There are too many variables and too much randomness on a cold hard power failure. You absolutely need a UPS that gives you time to shut down cleanly.
is a weak spot in the design of most computers.
Computer power supplies should be built with enough spare capacitance to run things long enough for the computer to save critical data, and operating systems and critical apps should be able to handle an emergency shutdown and save critical data in very short order.
This is old hat in embedded systems.
"Prefiero morir de pie que vivir siempre arrodillado!"
The funny part is someone had to have thought they were safe without a UPS for this to become news.
Wanna fight ? Bend over, stick your head up your ass, and fight for air.
In my company, everything is behind UPSs. Our SAN is even behind 2 separate UPSs. We thought everything was configured properly, but you'd be surprised what comes to roost when you test everything.
We recently had a test night where all we did was test the UPS system and shutdown procedures, and there was a couple gotchas. Interestingly, by default the APC powerchute app we were using defaulted to shutting down the UPS completely after the [first] server went down - not good. This was buried fairly deeply in the configuration.
Equally important to any protection measure, be it RAID, Power Protection, whatever - is testing!

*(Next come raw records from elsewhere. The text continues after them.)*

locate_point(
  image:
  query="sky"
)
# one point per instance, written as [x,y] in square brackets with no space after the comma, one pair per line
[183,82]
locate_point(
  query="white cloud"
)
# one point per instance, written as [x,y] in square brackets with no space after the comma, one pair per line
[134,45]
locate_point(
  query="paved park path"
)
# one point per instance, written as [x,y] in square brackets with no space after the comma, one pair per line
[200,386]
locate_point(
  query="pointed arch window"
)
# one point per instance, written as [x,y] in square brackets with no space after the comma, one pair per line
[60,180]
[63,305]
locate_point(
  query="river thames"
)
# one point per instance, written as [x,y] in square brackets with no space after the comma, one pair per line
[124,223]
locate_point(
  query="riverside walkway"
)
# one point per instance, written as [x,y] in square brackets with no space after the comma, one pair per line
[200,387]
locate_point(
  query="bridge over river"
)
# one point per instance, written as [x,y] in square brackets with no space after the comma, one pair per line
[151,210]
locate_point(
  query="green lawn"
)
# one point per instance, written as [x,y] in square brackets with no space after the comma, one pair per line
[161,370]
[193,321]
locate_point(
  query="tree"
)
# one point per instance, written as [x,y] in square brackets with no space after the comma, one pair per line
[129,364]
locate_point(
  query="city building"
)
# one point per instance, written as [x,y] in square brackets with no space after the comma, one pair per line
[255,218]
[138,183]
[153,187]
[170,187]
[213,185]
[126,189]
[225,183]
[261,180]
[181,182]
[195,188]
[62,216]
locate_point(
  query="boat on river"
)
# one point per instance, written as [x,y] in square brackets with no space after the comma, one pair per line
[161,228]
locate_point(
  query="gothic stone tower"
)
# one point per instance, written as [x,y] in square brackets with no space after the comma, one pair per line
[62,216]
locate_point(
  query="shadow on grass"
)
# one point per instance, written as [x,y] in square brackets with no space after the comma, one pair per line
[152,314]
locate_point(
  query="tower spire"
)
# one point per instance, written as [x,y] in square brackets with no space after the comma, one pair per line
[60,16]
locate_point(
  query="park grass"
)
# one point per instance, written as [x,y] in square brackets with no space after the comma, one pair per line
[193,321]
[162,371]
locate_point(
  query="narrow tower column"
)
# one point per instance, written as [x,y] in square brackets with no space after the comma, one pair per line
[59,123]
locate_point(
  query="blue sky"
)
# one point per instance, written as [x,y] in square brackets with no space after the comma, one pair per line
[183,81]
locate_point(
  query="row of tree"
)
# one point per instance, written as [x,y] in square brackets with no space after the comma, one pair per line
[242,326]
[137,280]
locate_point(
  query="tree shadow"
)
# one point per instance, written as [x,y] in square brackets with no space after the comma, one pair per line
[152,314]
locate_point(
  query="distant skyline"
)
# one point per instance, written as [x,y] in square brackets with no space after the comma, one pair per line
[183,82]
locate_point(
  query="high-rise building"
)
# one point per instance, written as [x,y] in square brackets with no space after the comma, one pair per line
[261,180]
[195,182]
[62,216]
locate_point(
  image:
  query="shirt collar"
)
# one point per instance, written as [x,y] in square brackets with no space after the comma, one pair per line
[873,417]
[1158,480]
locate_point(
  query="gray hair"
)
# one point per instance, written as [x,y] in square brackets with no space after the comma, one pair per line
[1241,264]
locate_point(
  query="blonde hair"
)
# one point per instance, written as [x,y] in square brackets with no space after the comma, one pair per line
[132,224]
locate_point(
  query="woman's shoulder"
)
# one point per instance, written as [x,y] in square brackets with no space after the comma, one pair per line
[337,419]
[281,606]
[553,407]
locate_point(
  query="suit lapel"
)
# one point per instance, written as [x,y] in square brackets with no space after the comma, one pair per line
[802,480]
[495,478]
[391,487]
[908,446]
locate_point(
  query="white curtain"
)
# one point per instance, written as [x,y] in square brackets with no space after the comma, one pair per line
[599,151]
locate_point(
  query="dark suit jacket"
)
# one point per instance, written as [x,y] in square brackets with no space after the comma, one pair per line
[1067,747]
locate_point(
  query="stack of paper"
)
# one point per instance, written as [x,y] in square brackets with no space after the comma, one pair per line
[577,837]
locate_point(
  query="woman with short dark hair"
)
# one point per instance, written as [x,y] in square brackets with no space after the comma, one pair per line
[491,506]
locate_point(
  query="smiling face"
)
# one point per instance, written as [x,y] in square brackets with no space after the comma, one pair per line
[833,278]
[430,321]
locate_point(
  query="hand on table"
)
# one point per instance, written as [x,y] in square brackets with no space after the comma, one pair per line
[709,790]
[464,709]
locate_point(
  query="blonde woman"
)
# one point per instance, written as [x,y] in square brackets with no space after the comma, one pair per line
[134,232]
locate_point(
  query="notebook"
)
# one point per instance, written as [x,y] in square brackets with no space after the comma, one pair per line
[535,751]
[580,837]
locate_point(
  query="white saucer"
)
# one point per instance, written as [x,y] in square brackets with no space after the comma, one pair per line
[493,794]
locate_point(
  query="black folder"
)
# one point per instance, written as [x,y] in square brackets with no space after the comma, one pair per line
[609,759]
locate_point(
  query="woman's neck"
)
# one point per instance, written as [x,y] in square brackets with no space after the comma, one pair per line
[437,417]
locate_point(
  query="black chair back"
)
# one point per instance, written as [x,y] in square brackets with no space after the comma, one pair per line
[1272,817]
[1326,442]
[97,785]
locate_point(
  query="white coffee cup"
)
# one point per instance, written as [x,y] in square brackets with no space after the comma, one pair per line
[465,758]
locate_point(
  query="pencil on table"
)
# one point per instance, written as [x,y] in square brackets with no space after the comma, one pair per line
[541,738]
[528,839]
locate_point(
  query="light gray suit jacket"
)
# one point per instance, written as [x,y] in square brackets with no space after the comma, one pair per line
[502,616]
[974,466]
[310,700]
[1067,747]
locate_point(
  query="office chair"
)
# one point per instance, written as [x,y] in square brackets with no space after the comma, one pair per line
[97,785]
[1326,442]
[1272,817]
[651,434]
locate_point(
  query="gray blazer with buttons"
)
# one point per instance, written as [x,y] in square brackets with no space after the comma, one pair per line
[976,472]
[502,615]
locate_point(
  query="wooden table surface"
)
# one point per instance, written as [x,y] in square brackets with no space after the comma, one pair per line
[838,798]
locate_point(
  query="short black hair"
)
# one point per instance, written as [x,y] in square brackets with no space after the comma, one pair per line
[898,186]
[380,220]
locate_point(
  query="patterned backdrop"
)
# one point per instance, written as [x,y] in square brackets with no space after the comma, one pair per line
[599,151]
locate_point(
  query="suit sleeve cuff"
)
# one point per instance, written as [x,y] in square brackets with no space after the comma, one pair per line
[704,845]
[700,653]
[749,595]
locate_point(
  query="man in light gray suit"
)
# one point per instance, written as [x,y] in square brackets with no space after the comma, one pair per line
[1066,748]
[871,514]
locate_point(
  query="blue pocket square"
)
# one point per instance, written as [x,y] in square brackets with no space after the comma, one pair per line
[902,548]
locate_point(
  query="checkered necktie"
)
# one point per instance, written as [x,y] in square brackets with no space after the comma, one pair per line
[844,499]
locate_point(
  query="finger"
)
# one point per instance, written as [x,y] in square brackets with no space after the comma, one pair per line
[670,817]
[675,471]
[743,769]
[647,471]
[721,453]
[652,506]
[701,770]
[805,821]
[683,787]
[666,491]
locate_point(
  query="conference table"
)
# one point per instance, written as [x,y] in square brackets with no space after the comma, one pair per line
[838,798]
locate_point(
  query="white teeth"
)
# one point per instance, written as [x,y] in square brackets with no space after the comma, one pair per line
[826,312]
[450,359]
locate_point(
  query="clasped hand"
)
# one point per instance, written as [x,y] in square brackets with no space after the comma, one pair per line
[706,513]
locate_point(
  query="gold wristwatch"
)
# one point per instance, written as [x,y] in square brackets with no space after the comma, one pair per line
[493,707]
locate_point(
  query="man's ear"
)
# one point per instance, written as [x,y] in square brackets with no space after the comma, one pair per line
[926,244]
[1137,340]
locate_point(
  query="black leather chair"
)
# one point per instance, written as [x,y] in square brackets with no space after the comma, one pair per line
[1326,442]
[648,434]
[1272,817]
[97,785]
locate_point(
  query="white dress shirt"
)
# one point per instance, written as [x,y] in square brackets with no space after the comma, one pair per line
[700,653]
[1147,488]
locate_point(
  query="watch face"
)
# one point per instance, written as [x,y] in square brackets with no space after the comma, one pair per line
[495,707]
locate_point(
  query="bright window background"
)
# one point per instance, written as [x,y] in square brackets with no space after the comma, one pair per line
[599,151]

I really can't understand people who don't have a UPS. Don't you care about your data? At all? The UPS is not very expensive (My BackUPS 900 is very nice and only $100), and will last a long time (you just replace the batteries now and then). Once you are on UPS, you can stop worrying about any power issues, journalling file systems, crash recovery, and all that. The computer will never fail due to power. If you run Linux, it will also never fail due to the OS. If you are a normal user, that means your computer will never fail, period. Seriously, there is no excuse for not having a UPS. Go and get one right now!
WTF is wrong with your power installations, guys? Flickering lights, brownouts whenever the printer warms up, voltage spikes every day? Is your electricity produced by hamsters in wheels and delivered through bell wire? Perhaps you should stop sprinkling the place with UPSs and pay someone to redo your electrical installation instead.
If you're not at the machine, or don't know how to shutdown without a CRT, the disk can get messed up when the UPS runs out of power. Unless you only have a desktop machine with no network applications writing to disk (no BitTorrent); then you might be OK if you just walk away from your keyboard and let the system become quiescent before it loses power.
1) You build a RAID5 array
2) You backup
3) You test your backups
4) You plug your server DIRECTLY INTO THE WALL?!?!
Ummm DUH! Of course you need a UPS - what kind of yutz does 1-3 and then powers the server off of unconditioned wall power?
---- "Logoff! That cookie shit makes me nervous!" - A. Soprano
I'm not convinced that whole-house protection helps much either. A few years ago, there was some event during a thunderstorm - we never quite figured out what - that fried two TiVo modems, a garage door opener (the circuit board was visibly burned and light bulb shattered), a few Wirsbo hot-water thermostats (not even connected to the mains power, just low-voltage from the boiler), a few Vantage whole-house dimmer modules, an intercom, and a printer.
The house was, at the time, "protected" with two Cutler-Hammer CHSP suppressors (MOV). After the incident, their "protection working fine" LED was still lit! The only room with no damage was my recording studio, which had Equitech balanced-power panels; the ginormous-hunk-of-iron transformer probably saved me there. The power company had no reports of direct lightning strikes, other than one hit that took out a transformer (and since my power didn't go out, I apparently wasn't on that circuit).
I recall doing some reading about lightning arrestors, ground grids, and such, and eventually came to the conclusion that it (a) surge suppressors are fairly useless, because they don't always present the quickest path to ground, and (b) it would be 10x cheaper to let stuff die and replace it than to set up a proper lightning protection system.